Come il popolo di allora, anche noi ‘stiamo a vedere’ questo spettacolo. Possiamo oggi trovare un momento per guardare l’immagine del crocifisso, che sicuramente abbiamo nelle nostre case, o in chiesa.

Che cosa guardiamo? Pieni di interrogativi ascoltiamo anzitutto i capi che ridono di Gesù con sufficienza. «Ha salvato altri! Salvi se stesso, se è lui il Cristo di Dio, l’eletto». Sono capi. Hanno la mentalità del capo che comanda. Avevano paura che Gesù gli soffiasse il potere e si sono messi in lotta con lui per farlo fuori. Nella loro testa il Cristo avrebbe sbaragliato la concorrenza senza problemi e avrebbe preso il comando della situazione instaurando un nuovo regno.

Poi guardiamo i soldati. Loro del Cristo non sapevano niente. Avevano davanti uno che si considerava Re e nella loro testa un re non si lascia ammazzare così. E anche loro ridevano di lui, con disprezzo. Avevano messo anche sulla croce la scritta «Costui è il Re dei Giudei», che poi era il motivo della sua condanna a morte: lesa maestà. La maestà dell’imperatore romano.

Poi succede qualcosa di più personale. Accanto a Gesù morente per la terza volta si sentono parole di presa in giro e di offesa. Mentre i capi e i soldati sono apparentemente dalla parte dei forti, il malfattore che le pronuncia è nel dolore più atroce della crocifissione e protesta anche lui contro questo presunto Cristo che non sa fare il suo mestiere salvando se stesso e anche lui. Gesù tace. Dall’altra parte, finalmente, dalla bocca dell’altro malfattore escono le prime parole sensate, più umili, ispirate più dal timore di Dio che dalla pretesa degli uomini. Si rende conto, quell’uomo, di essere un malfattore e di meritarsi (umanamente) quella pena. Ma leggendo nella verità le cose si rende pure conto che Gesù è lì a condividere una condanna e una sofferenza del tutto immeritata.
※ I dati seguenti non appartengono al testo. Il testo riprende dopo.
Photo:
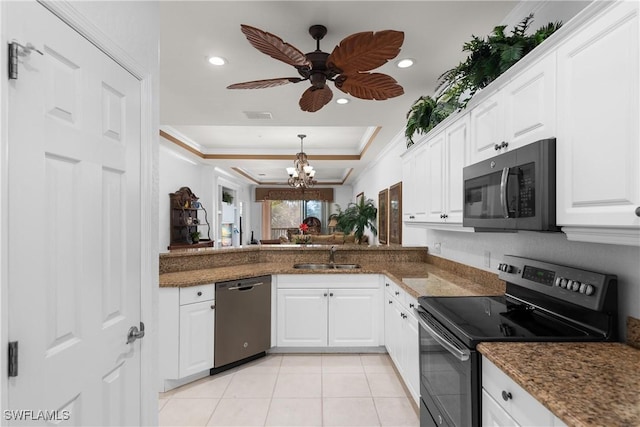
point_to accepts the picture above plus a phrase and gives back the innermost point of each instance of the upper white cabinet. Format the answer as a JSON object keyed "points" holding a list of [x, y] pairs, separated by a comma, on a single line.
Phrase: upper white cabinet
{"points": [[598, 153], [520, 112], [414, 176], [447, 154]]}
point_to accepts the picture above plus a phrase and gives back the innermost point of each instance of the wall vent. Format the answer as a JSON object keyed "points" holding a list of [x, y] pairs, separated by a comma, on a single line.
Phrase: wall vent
{"points": [[258, 115]]}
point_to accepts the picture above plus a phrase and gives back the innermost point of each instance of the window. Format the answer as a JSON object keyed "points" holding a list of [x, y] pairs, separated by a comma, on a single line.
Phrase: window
{"points": [[286, 214]]}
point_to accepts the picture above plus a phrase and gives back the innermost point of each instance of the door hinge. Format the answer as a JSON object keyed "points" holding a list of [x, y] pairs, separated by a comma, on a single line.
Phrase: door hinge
{"points": [[13, 359]]}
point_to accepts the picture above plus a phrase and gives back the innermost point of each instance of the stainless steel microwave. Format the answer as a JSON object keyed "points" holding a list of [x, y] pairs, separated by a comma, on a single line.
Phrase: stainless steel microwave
{"points": [[512, 191]]}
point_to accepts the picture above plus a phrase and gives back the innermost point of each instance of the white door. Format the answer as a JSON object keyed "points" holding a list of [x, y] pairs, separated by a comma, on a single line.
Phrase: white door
{"points": [[74, 261]]}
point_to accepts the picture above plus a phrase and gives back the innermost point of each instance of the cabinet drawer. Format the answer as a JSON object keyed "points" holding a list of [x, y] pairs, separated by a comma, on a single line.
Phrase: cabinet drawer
{"points": [[523, 407], [199, 293]]}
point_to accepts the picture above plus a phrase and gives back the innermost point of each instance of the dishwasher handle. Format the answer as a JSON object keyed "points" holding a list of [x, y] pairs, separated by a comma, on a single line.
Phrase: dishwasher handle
{"points": [[247, 287]]}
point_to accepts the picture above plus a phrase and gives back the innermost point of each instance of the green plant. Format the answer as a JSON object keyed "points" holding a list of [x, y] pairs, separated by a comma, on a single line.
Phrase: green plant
{"points": [[227, 197], [488, 58], [486, 61], [424, 115], [357, 217]]}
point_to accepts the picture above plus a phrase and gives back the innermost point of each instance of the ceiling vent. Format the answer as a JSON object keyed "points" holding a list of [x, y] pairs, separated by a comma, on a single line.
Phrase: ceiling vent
{"points": [[258, 115]]}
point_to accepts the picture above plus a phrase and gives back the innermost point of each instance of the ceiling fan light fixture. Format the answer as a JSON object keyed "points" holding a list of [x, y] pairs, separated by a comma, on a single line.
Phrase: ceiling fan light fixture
{"points": [[302, 173], [405, 63], [217, 60]]}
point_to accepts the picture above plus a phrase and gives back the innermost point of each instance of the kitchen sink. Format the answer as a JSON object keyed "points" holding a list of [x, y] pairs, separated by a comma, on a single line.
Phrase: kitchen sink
{"points": [[326, 266]]}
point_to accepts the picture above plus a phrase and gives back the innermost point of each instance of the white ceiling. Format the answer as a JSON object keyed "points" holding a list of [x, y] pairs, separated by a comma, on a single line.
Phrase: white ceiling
{"points": [[197, 109]]}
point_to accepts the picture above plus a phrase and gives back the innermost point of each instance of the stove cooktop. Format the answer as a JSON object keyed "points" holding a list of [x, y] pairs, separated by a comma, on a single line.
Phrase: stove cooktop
{"points": [[543, 302]]}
Chissà che sguardi in quei minuti tra Gesù e quelli che gli stanno attorno. Chissà quel malfattore come ha sentito addosso gli occhi buoni del Signore. Chissà come è rimasto meravigliato dalla pazienza e dalla libertà di quel crocifisso che non protestava ma perdonava (aveva detto qualche istante prima: «Padre, perdona loro perché non sanno quello che fanno». E s’è messo, quel malfattore, in un rapporto personale con Gesù. Gli ha chiesto a tu per tu di ricordarsi di lui entrando nel suo regno. Ha intuito che quella morte non sarebbe stata la fine di tutto, e anche se non ha capito tutto, si è messo volentieri nelle mani di quel Gesù che, unico, lo poteva salvare, aprendo una nova via oltre la morte: «Oggi sarai con me!»

Che cos’è dunque la salvezza e chi può darla? Contemplare Gesù Re dell’Universo ci costringe a piegare la nostra testa e il nostro cuore almeno a due verità:

La salvezza è Lui, è il legame con Lui, è essere con lui. Essere salvati consiste nell’alleanza con Gesù, con il Padre e lo Spirito: la Trinità che dona se stessa e con se stessa tutte le relazioni con i nostri cari, con i santi, con gli angeli… La salvezza non è la continuazione indefinita della vita in questo mondo, come se si potesse evitare la fragilità, la passione, la morte. La salvezza è la risurrezione dai morti, di cui noi siamo già partecipi attraverso il battesimo e che si manifesterà anche nella risurrezione della nostra carne.